Baldauf attackiert Dreyer nicht, weil sie in dieser Woche die Öffnung der Geschäfte zuließ. Obwohl er mit den steigenden Infektionen ein Argument in der Hand hätte. Stattdessen weicht Baldauf von der Linie der Bundeskanzlerin ab. Die Inzidenz, also die Zahl der Neuinfektionen, dürfe nicht der einzige Maßstab sein. Impfen und Schnelltests gäben der Politik mehr Werkzeuge in die Hand, die diese auch nutzen müsse.

Der CDU-Herausforderer selbst macht sich dafür stark, dass Chören mit diesen Hilfsmitteln das Proben schneller erlaubt werden müsste als vorgesehen. Hier läuft er dann in einen Konter Dreyers: Sie erinnert ihn dran, dass Baldauf ihr immer vorgeworfen habe, von der Bundeslinie abzuweichen – und genau das verlange er jetzt von ihr.

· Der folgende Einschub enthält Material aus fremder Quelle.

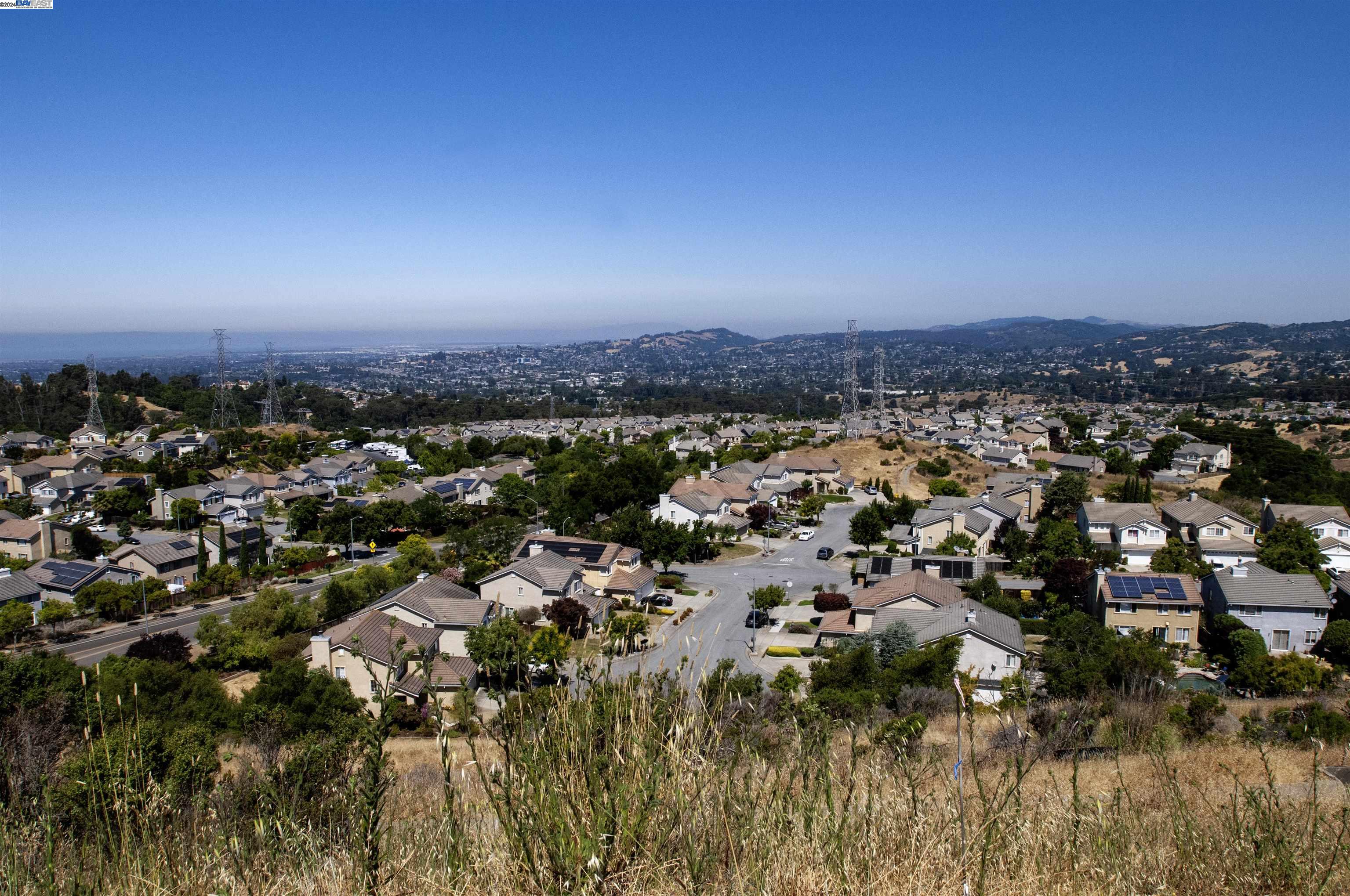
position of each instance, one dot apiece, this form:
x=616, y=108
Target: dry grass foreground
x=638, y=788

Hätte, Hätte, Fahrradkette

Im TV-Duell 2013 hat Merkel den Spruch geprägt, „Hätte, Hätte, Fahrradkette“ bringe nichts. Man müsse im Jetzt leben. Entsprechend ist es müßig zu fragen, wie der Wahlkampf hätte aussehen können, wenn Baldauf früher so agiert hätte wie in der Spitzenrunde. Dieser Auftritt ist stark.

Doch die Spitzenrunde kommt spät. Laut dem Landeswahlleiter haben schon fast die Hälfte der Stimmberechtigten die Unterlagen zur Briefwahl angefordert. Angesichts der Pandemie stellt sich die Frage, ob der SWR flexibler hätte reagieren und vorziehen müssen. Aber: Hätte, Hätte, Fahrradkette.

Schwächen im Format

Für die redaktionellen Schwächen des Formats ist der Sender allerdings dann doch verantwortlich. Statt spannende Dialoge laufen zu lassen, geht das Moderatorenteam Daniela Schick und Sascha Becker dazwischen, um das vorgesehene Programm abzuspulen.

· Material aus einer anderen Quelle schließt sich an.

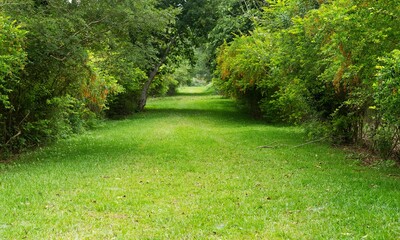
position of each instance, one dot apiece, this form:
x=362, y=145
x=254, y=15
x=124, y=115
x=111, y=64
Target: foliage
x=83, y=57
x=12, y=62
x=387, y=102
x=189, y=168
x=318, y=61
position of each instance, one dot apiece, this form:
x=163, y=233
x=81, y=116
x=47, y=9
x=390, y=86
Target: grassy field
x=190, y=168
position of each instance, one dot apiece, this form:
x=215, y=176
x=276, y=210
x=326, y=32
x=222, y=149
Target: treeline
x=333, y=65
x=66, y=63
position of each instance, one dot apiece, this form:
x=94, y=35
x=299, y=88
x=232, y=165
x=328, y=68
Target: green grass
x=189, y=168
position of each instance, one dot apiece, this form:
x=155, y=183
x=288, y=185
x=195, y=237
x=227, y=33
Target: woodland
x=332, y=66
x=199, y=119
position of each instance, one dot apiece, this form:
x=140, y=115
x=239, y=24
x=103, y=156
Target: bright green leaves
x=318, y=58
x=12, y=58
x=387, y=88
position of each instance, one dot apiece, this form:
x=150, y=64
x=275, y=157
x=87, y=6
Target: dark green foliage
x=314, y=61
x=81, y=58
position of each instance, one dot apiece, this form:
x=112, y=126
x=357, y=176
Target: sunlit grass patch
x=190, y=168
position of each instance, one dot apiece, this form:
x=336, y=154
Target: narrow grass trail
x=189, y=168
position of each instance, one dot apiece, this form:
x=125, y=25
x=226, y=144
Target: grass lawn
x=190, y=168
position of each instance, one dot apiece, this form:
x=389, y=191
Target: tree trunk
x=143, y=96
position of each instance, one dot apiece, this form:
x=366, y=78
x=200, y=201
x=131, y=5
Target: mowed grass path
x=189, y=168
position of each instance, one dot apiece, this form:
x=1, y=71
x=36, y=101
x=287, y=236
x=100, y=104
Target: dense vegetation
x=190, y=168
x=330, y=64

Das Programm ist mit sieben Kandidat:innen ohnehin vollgestopft. Deswegen gibt es eine Schnellsprechrunde, was eine originelle Idee war. In den 90ern. Doch während bei den Aussagen der Kandidat:innen die Uhr effekthascherisch laut tickt, erklärt das Moderatorenteam das Format umständlich und stellt endlos lange Fragen. So konterkariert man sich selbst.

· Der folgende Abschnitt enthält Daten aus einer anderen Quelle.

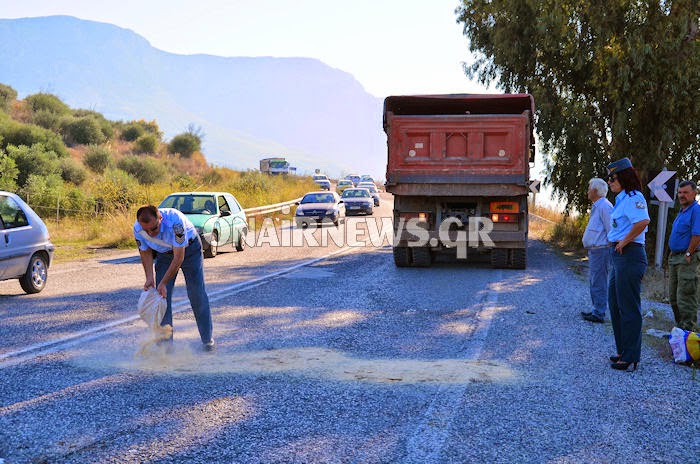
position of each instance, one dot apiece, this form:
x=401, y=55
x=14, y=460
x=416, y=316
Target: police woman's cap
x=619, y=165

Die Kandidat:innen sind mit wenigen Ausbrüchen wie dem Einwurf Frischs erfreulich sachlich. Der Spitzenkandidat der Freien Wähler, Joachim Streit, hätte zum Beispiel als Landrat wichtige Punkte aus der Praxis anführen können. Doch jedes mal, wenn es spannend wurde, wechselte das Moderatorenteam das Thema. Da in fünf Jahren wieder eine Wahl stattfindet, lässt sich das ganz ohne Hätte, Hätte, Fahrradkette sagen: Ein wenig mehr Zeit, ein wenig mehr Konzentration und viel weniger Mätzchen verbessern das Format.